The description is extremely concise at just 5 words, front-loading the core purpose with zero wasted words. Every element ('Get', 'list', 'projects/workspaces') earns its place. No structural issues or unnecessary elaboration.

Shorter descriptions cost fewer tokens and are easier for agents to parse. Every sentence should earn its place.

Completeness2/5

Given the tool's complexity, does the description cover enough for an agent to succeed on first attempt?

For a tool with 5 parameters, no annotations, and no output schema, the description is insufficiently complete. It doesn't explain what a 'project' or 'workspace' represents in this context, doesn't describe the return format, and provides no behavioral context. The agent would need to infer too much from just the schema parameters.

Complex tools with many parameters or behaviors need more documentation. Simple tools need less. This dimension scales expectations accordingly.

Parameters3/5

Does the description clarify parameter syntax, constraints, interactions, or defaults beyond what the schema provides?

Schema description coverage is 100%, so all parameters are documented in the schema. The description adds no additional parameter information beyond what's already in the schema descriptions. It doesn't explain relationships between parameters (e.g., how 'workspaceName' interacts with the list) or provide usage examples. Baseline 3 is appropriate when schema does the heavy lifting.

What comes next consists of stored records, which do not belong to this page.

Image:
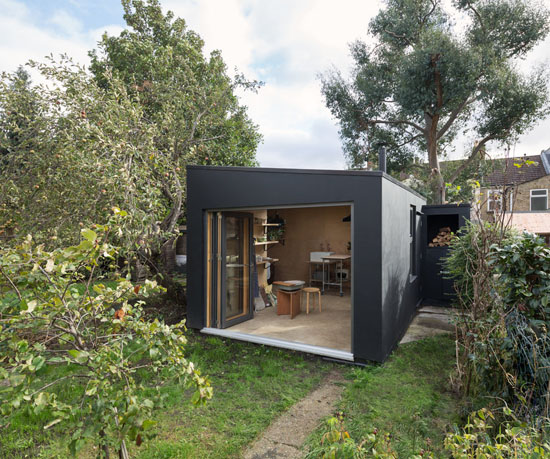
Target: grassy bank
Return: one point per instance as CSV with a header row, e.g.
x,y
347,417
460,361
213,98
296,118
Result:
x,y
252,385
407,396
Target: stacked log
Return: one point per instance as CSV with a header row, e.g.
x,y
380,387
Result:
x,y
443,238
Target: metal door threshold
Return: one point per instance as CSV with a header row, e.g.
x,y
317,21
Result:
x,y
292,345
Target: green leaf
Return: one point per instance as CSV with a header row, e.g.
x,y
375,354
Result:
x,y
51,424
89,235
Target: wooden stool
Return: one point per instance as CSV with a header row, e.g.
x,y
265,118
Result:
x,y
309,290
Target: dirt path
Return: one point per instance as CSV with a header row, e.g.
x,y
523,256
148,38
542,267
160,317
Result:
x,y
284,437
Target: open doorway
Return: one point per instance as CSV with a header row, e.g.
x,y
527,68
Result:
x,y
252,255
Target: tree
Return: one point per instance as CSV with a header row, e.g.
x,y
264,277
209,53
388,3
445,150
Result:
x,y
428,76
65,323
122,135
189,97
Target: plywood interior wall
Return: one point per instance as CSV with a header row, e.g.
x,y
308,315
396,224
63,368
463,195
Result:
x,y
260,216
311,229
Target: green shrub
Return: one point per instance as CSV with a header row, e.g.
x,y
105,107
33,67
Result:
x,y
336,443
502,282
480,439
62,326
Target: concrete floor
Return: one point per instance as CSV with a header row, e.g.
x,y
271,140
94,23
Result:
x,y
429,321
330,328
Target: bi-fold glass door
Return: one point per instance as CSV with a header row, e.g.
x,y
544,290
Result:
x,y
229,268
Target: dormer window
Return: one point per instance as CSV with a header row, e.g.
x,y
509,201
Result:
x,y
539,200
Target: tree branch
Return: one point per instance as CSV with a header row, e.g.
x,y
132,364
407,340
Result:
x,y
12,284
467,162
408,123
453,116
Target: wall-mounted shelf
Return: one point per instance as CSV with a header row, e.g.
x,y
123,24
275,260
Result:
x,y
273,260
266,243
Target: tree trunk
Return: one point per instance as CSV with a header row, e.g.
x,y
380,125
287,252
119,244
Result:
x,y
437,184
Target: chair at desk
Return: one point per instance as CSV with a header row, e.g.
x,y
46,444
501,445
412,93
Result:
x,y
316,266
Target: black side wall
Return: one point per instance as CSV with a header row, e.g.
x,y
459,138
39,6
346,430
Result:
x,y
218,188
401,291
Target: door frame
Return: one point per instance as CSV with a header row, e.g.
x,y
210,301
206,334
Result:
x,y
217,271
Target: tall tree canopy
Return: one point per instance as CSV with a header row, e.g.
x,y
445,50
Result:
x,y
431,73
121,135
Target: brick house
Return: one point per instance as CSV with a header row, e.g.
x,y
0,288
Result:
x,y
519,187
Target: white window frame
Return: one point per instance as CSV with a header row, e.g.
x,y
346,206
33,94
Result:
x,y
545,195
490,200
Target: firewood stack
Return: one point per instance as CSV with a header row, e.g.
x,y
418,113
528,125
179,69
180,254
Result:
x,y
443,238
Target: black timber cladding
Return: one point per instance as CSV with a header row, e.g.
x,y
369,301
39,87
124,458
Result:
x,y
219,188
437,288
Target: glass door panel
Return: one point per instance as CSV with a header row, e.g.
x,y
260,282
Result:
x,y
236,268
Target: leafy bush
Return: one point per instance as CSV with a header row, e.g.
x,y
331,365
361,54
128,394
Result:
x,y
480,439
55,311
503,288
524,282
336,443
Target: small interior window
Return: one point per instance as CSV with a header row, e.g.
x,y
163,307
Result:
x,y
539,199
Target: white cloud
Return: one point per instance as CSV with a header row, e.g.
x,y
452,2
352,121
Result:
x,y
285,43
24,39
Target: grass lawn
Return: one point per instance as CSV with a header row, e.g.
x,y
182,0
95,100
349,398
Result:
x,y
407,396
252,385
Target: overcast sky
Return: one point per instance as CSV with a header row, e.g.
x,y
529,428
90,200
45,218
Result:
x,y
284,43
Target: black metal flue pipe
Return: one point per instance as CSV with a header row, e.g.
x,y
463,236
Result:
x,y
382,159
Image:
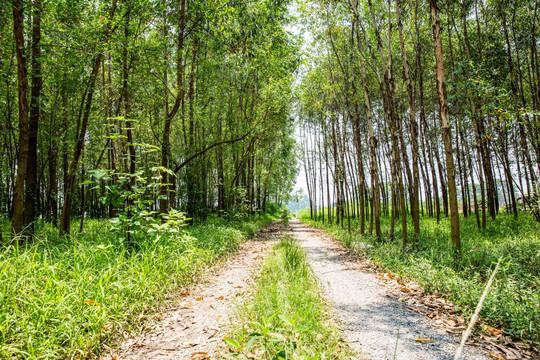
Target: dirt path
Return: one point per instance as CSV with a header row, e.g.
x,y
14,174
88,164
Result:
x,y
370,318
193,329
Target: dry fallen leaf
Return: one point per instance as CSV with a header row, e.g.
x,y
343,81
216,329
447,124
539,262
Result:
x,y
497,356
185,305
492,331
200,355
423,340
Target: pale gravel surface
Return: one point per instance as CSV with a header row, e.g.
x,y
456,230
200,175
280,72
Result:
x,y
194,329
370,318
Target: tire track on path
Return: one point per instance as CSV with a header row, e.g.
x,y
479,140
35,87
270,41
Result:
x,y
193,328
372,320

Input schemas describe structure but not intent. Descriptions should explain non-obvious parameter relationships and valid value ranges.

Purpose4/5

Does the description clearly state what the tool does and how it differs from similar tools?

The description clearly states the action ('Get a list') and resource ('projects/workspaces'), making the purpose immediately understandable. However, it doesn't distinguish between 'projects' and 'workspaces' or clarify if they're synonymous, and it doesn't differentiate from sibling tools like 'get-project-by-id' or 'list-prompts' which serve different but related purposes.

Agents choose between tools based on descriptions. A clear purpose with a specific verb and resource helps agents select the right tool.

Usage Guidelines2/5

Does the description explain when to use this tool, when not to, or what alternatives exist?

The description provides no guidance on when to use this tool versus alternatives. It doesn't mention when to choose 'list-projects' over 'get-project-by-id' for retrieving specific projects, or 'list-prompts' for different resource types. There are no prerequisites, exclusions, or context for usage decisions.

Agents often have multiple tools that could apply. Explicit usage guidance like "use X instead of Y when Z" prevents misuse.